Quanto al campo di Lublino, 4.560 Ebrei rilasciati su 26.258 internati è decisamente troppo per un «centro di sterminio».

Qualche pagina dopo Hilberg osserva:
«Tutte le strade erano dunque valide per procurarsi guardie, armi e mezzi di trasporto. Ma Pohl continuava a essere preoccupato. I campi racchiudevano un numero enorme di persone destinate a essere sterminate. In un rapporto a Himmler datato 5 aprile 1944, Pohl ricordava le misure preventive che aveva preso nel caso avvenisse un tentativo di evasione di massa, ad Auschwitz. In quel momento, il campo contava 67000 detenuti.
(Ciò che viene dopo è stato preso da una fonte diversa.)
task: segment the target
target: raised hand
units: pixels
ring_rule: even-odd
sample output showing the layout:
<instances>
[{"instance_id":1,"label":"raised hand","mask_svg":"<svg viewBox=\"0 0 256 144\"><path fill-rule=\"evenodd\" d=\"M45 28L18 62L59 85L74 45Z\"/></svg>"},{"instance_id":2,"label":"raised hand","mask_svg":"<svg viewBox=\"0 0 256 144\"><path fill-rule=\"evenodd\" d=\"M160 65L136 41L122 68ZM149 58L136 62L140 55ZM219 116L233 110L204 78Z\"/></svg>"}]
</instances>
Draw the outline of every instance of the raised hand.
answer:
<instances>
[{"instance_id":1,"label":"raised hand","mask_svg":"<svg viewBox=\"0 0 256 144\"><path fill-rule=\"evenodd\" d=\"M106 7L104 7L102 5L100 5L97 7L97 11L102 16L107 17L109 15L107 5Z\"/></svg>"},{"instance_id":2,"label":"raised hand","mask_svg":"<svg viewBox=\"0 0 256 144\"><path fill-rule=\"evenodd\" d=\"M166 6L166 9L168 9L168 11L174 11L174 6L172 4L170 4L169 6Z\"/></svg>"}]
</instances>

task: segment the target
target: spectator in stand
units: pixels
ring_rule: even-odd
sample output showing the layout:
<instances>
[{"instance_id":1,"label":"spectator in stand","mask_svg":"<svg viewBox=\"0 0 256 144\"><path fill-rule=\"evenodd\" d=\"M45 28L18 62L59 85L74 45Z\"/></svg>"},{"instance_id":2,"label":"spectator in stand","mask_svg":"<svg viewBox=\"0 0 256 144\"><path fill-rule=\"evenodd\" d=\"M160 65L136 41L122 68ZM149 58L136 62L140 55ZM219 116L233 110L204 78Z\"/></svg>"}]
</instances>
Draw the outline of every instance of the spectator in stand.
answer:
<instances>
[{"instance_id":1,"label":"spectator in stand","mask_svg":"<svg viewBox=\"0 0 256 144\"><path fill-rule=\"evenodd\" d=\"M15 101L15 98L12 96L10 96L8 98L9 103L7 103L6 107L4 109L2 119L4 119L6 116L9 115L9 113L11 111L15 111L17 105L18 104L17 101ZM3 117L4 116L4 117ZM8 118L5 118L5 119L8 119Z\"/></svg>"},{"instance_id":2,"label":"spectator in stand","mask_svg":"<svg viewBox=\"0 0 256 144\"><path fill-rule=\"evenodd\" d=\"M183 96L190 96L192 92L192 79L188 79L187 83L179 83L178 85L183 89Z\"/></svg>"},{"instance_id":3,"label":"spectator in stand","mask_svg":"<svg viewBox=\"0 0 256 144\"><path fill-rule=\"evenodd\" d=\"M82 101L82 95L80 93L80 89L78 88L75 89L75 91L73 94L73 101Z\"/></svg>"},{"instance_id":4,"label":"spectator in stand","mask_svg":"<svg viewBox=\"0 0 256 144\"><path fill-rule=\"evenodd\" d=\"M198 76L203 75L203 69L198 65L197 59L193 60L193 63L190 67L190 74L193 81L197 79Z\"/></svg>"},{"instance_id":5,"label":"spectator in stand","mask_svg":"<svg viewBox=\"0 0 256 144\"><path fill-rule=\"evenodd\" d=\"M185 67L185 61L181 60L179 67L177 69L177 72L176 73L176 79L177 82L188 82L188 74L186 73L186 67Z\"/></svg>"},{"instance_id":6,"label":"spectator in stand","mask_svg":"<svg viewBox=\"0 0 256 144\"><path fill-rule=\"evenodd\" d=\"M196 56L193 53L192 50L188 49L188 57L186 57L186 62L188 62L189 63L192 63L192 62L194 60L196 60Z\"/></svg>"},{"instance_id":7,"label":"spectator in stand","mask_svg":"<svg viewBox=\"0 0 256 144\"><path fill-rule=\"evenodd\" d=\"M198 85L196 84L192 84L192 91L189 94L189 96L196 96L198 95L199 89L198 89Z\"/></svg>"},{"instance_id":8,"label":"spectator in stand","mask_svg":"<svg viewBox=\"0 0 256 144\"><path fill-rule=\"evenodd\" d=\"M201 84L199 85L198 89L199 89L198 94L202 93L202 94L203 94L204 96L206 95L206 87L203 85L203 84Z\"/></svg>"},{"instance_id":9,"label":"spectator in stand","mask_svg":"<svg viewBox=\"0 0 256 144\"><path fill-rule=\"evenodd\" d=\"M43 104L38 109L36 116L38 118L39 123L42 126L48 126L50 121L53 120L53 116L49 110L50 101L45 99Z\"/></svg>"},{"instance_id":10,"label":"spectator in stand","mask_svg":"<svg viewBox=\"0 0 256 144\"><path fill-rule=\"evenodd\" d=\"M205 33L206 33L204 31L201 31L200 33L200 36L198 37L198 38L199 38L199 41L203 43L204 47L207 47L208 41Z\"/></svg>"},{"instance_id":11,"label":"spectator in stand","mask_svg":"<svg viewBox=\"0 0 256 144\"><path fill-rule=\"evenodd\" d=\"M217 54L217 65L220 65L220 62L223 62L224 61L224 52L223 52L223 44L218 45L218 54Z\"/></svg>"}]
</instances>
Da questa cifra, Pohl sottraeva 18000 detenuti ammalati e 15000 assegnati al lavoro che avrebbero potuto essere «liquidati» (abgesetzt), «così facilmente che era il caso di contare 34000 detenuti» (p. 986).
La fonte è il documento NO-21 (nota 189 a p. 1059), che però dice tutt’altra cosa:
«Dal numero totale di 67.000 detenuti bisogna detrarre i detenuti che si trovano nei campi esterni e i malati stazionari, se si deve prendere in considerazione la questione del pericolo per l’Alta Slesia di una eventuale rivolta o di una evasione » (Von der Gesamthäftlingszahl mit 67.000 sind die in den Aussenlagern befindlichen und die stationärkranken durch einen etwaigen Aufstand oder Ausbruch für Oberschlesien betrachtet werden soll).
In base a ciò, viene eseguito il seguente calcolo:
«Dal numero totale di 67.000 detenuti
quelli alloggiati nei campi esterni (Lager III)(408) 15.000 vengono detratti (abgesetzt)
Il numero dei malati stazionari (409) e degli invalidi (410)
è attualmente di 18.000
perciò in pratica si devono calcolare 34.000 detenuti» (411).
Dunque «abgesetzt» non significa «liquidati», ma «detratti», cosa più che ovvia, dato che i 15.000 detenuti alloggiati (untergebrachten) - non «assegnati al lavoro»! - in 14 campi esterni e i 18.000 malati stazionari e invalidi (!) di Auschwitz-Birkenau non avrebbero rappresentato alcun pericolo in caso di insurrezione o evasione in questo campo.
La presenza di un numero così rilevante di malati stazionari e invalidi contraddice in modo radicale la tesi di Hilberg dello sterminio differito, che, tra l’altro, è in ulteriore contraddizione con il progetto, in parte realizzato, di un ospedale per i detenuti (Häftlingslazarett) nel Bauabschnitt III di Birkenau che prevedeva la costruzione di «114 baracche per malati (BW 3e)»[114 Krankenbaracken(BW 3e)] e «12 baracche per malati gravi (12b)» [12 Baracken für Schwerkranke (BW 12b)] (412).